We read with interest the recent article by Smith and associates, who investigated the relation between ophthalmic clinical signs at first presentation and the need for surgical treatment in children with orbital cellulitis. They concluded that extraocular motility restriction (EOM), proptosis, and raised intraocular pressure (IOP) are predictive of worse prognosis and need for surgical intervention.
It is well known that orbital infections are rare and potentially blinding conditions, and we would therefore add that the presence of an afferent pupillary defect should also alert the treating physicians and prompt surgical intervention if imaging examination shows consistent findings.
Although we understand that all patients included in the study had a concurrent sinusitis, which constitutes the leading cause for orbital infections in pediatric patients, it needs highlighting that different types of orbital infections were observed in the reported series; in fact, the majority of the 136 children enrolled (83) presented with either an orbital or a subperiosteal abscess.
Orbital infections are historically classified by a 5-tier system, as described by Smith and Spencer and subsequently modified by Chandler and associates. Besides this descriptive classification, a recent review suggested a newer classification that would take into account the severity of the condition and the need for a less or more aggressive management.

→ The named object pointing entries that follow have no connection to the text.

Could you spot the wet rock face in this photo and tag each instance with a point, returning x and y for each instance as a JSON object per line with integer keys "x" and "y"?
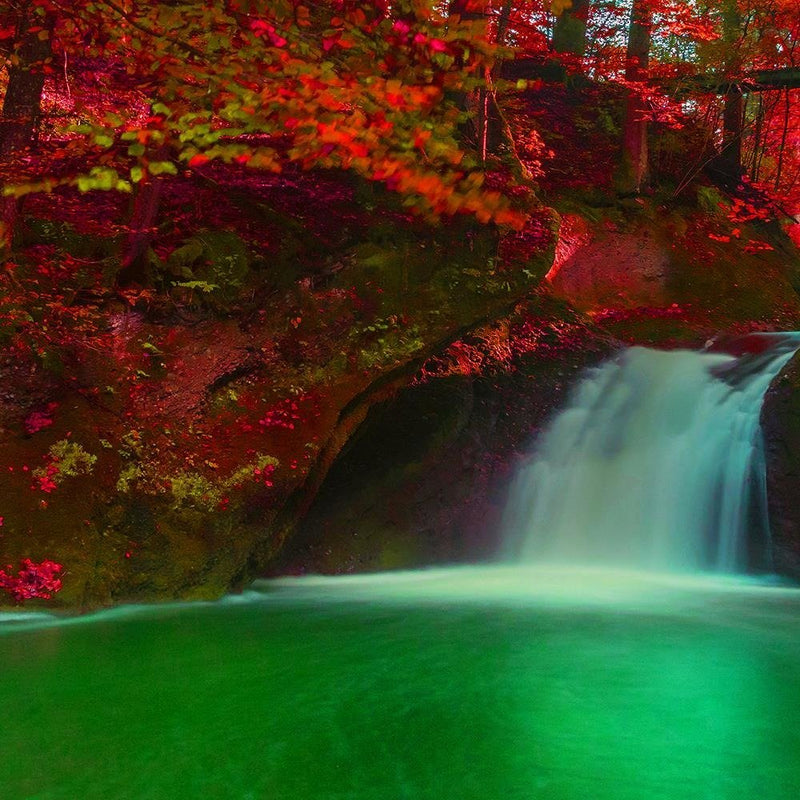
{"x": 425, "y": 478}
{"x": 780, "y": 420}
{"x": 607, "y": 268}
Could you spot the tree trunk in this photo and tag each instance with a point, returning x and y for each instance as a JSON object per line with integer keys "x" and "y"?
{"x": 146, "y": 202}
{"x": 22, "y": 104}
{"x": 729, "y": 163}
{"x": 569, "y": 32}
{"x": 634, "y": 140}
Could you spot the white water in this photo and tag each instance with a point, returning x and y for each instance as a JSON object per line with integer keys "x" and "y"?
{"x": 656, "y": 463}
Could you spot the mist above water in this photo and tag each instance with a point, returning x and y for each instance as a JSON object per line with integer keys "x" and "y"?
{"x": 656, "y": 463}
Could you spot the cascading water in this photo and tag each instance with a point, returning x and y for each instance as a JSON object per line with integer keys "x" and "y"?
{"x": 656, "y": 463}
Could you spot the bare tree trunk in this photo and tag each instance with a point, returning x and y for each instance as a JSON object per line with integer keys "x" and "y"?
{"x": 569, "y": 32}
{"x": 729, "y": 163}
{"x": 22, "y": 104}
{"x": 141, "y": 227}
{"x": 781, "y": 153}
{"x": 634, "y": 139}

Hence, it might perhaps be more appropriate to differentiate the patients enrolled into 3 different groups, and evaluate if the conclusions reached by Smith and associates prove to hold true in each of the 3 different clinical scenarios. In any case, the authors might certainly agree that performing an adequate imaging assessment in all cases presenting with any sign of possible orbital infection remains imperative.
We also read how proptosis was considered “a more telling risk factor for surgery than EOM restriction,” and we call for a clarification regarding the grade of proptosis: in fact, the grade rather than the presence or absence of proptosis seems to be important.

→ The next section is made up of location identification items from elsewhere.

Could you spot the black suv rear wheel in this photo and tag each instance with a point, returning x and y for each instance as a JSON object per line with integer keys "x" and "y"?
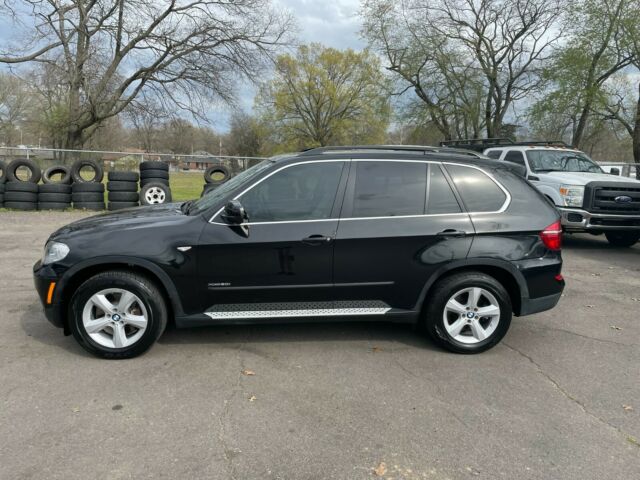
{"x": 117, "y": 314}
{"x": 622, "y": 239}
{"x": 468, "y": 312}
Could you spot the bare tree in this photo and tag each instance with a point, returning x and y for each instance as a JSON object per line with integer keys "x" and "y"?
{"x": 107, "y": 52}
{"x": 453, "y": 42}
{"x": 16, "y": 103}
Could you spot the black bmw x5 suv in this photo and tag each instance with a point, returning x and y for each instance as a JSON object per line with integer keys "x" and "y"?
{"x": 452, "y": 242}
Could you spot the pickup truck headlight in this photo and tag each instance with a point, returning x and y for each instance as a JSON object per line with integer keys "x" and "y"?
{"x": 572, "y": 195}
{"x": 54, "y": 252}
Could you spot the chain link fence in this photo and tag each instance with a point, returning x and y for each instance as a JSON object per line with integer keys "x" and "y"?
{"x": 198, "y": 162}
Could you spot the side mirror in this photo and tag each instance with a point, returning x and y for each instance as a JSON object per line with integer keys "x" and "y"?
{"x": 234, "y": 213}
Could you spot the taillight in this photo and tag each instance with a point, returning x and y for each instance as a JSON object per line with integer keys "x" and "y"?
{"x": 552, "y": 236}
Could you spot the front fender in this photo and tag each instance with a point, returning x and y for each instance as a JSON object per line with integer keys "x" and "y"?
{"x": 119, "y": 261}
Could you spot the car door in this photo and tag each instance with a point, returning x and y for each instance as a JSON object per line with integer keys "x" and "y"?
{"x": 284, "y": 252}
{"x": 400, "y": 222}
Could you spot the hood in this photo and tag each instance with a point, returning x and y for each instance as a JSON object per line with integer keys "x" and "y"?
{"x": 582, "y": 178}
{"x": 126, "y": 219}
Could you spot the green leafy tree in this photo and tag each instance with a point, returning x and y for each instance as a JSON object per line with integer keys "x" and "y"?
{"x": 323, "y": 96}
{"x": 580, "y": 71}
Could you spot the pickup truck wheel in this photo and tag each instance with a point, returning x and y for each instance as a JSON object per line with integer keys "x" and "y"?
{"x": 622, "y": 239}
{"x": 117, "y": 314}
{"x": 468, "y": 312}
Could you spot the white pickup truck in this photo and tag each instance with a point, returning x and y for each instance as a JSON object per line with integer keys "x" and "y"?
{"x": 589, "y": 199}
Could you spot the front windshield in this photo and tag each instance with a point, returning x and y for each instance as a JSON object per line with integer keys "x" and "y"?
{"x": 214, "y": 196}
{"x": 541, "y": 161}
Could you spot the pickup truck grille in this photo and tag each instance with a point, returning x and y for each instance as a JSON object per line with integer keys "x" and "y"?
{"x": 603, "y": 199}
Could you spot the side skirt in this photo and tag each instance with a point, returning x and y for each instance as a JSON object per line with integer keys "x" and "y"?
{"x": 294, "y": 312}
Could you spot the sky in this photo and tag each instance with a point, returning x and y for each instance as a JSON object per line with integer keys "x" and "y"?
{"x": 334, "y": 23}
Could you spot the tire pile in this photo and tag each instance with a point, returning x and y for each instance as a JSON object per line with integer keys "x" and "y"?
{"x": 123, "y": 190}
{"x": 214, "y": 176}
{"x": 154, "y": 183}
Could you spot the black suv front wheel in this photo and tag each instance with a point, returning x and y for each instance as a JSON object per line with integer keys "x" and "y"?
{"x": 622, "y": 239}
{"x": 468, "y": 312}
{"x": 117, "y": 314}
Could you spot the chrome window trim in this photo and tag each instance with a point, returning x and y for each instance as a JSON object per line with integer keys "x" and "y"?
{"x": 504, "y": 207}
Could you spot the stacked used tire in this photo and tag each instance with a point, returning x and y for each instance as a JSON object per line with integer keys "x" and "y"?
{"x": 154, "y": 183}
{"x": 21, "y": 194}
{"x": 3, "y": 178}
{"x": 214, "y": 176}
{"x": 87, "y": 194}
{"x": 123, "y": 190}
{"x": 55, "y": 193}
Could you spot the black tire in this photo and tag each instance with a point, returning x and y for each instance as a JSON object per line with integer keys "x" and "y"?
{"x": 65, "y": 173}
{"x": 3, "y": 172}
{"x": 90, "y": 197}
{"x": 54, "y": 197}
{"x": 21, "y": 187}
{"x": 122, "y": 186}
{"x": 146, "y": 181}
{"x": 21, "y": 205}
{"x": 123, "y": 196}
{"x": 87, "y": 187}
{"x": 54, "y": 188}
{"x": 217, "y": 170}
{"x": 147, "y": 174}
{"x": 154, "y": 165}
{"x": 80, "y": 164}
{"x": 207, "y": 188}
{"x": 120, "y": 205}
{"x": 21, "y": 197}
{"x": 155, "y": 193}
{"x": 53, "y": 206}
{"x": 622, "y": 238}
{"x": 443, "y": 292}
{"x": 35, "y": 173}
{"x": 94, "y": 206}
{"x": 123, "y": 176}
{"x": 148, "y": 293}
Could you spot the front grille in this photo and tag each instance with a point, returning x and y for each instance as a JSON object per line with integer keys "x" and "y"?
{"x": 603, "y": 199}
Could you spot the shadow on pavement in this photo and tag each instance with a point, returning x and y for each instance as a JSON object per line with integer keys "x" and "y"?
{"x": 36, "y": 326}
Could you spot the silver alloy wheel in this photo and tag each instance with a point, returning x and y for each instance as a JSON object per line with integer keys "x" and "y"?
{"x": 471, "y": 315}
{"x": 155, "y": 195}
{"x": 115, "y": 318}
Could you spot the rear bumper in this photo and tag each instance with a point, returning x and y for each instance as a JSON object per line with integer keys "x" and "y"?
{"x": 578, "y": 220}
{"x": 530, "y": 306}
{"x": 43, "y": 277}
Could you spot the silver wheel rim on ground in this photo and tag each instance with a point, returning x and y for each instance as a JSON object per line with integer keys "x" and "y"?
{"x": 471, "y": 315}
{"x": 115, "y": 318}
{"x": 155, "y": 195}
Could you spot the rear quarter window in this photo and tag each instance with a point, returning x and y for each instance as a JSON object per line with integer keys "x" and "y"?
{"x": 478, "y": 191}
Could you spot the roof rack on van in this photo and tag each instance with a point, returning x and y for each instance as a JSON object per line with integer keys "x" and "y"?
{"x": 423, "y": 149}
{"x": 481, "y": 144}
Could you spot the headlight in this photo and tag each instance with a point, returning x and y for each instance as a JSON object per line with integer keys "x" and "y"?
{"x": 54, "y": 252}
{"x": 572, "y": 195}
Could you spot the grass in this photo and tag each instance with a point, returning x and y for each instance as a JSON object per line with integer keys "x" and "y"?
{"x": 184, "y": 186}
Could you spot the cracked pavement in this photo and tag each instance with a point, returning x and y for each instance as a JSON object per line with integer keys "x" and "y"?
{"x": 558, "y": 398}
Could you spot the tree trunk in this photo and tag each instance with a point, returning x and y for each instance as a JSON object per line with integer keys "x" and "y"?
{"x": 636, "y": 137}
{"x": 582, "y": 125}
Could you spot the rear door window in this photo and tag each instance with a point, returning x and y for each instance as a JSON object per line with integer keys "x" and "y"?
{"x": 441, "y": 196}
{"x": 478, "y": 191}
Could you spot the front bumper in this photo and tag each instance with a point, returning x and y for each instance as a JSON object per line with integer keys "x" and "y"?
{"x": 43, "y": 277}
{"x": 578, "y": 220}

We accepted with skepticism that IOP was manually checked as a globe “soft or firm to palpation” in some cases; it would have been better to exclude those cases from the study and avoid an additional source of bias.

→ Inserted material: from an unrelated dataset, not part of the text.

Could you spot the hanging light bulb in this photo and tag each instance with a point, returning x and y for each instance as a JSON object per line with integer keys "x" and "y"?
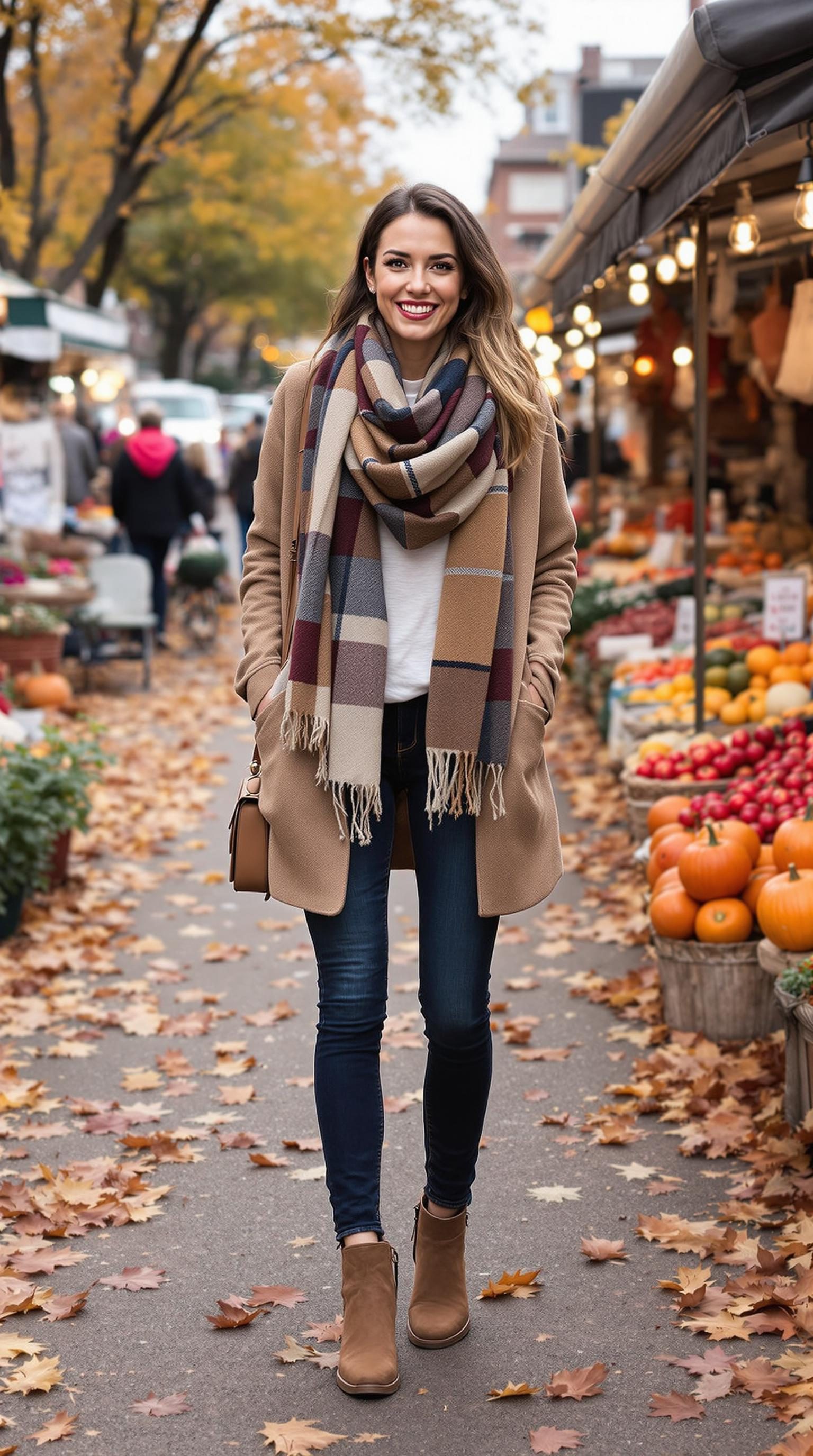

We also believe that details regarding antibiotic treatment algorithm should be provided, so that the reader could understand when the efficacy or inefficacy of medical treatment was assessed, and surgery indicated. Lastly, given that the surgical option is to be pursued, we would be interested to understand when the authors recommend endoscopic approach alone and when instead they choose the combined endoscopic and external approach that was often used in this series.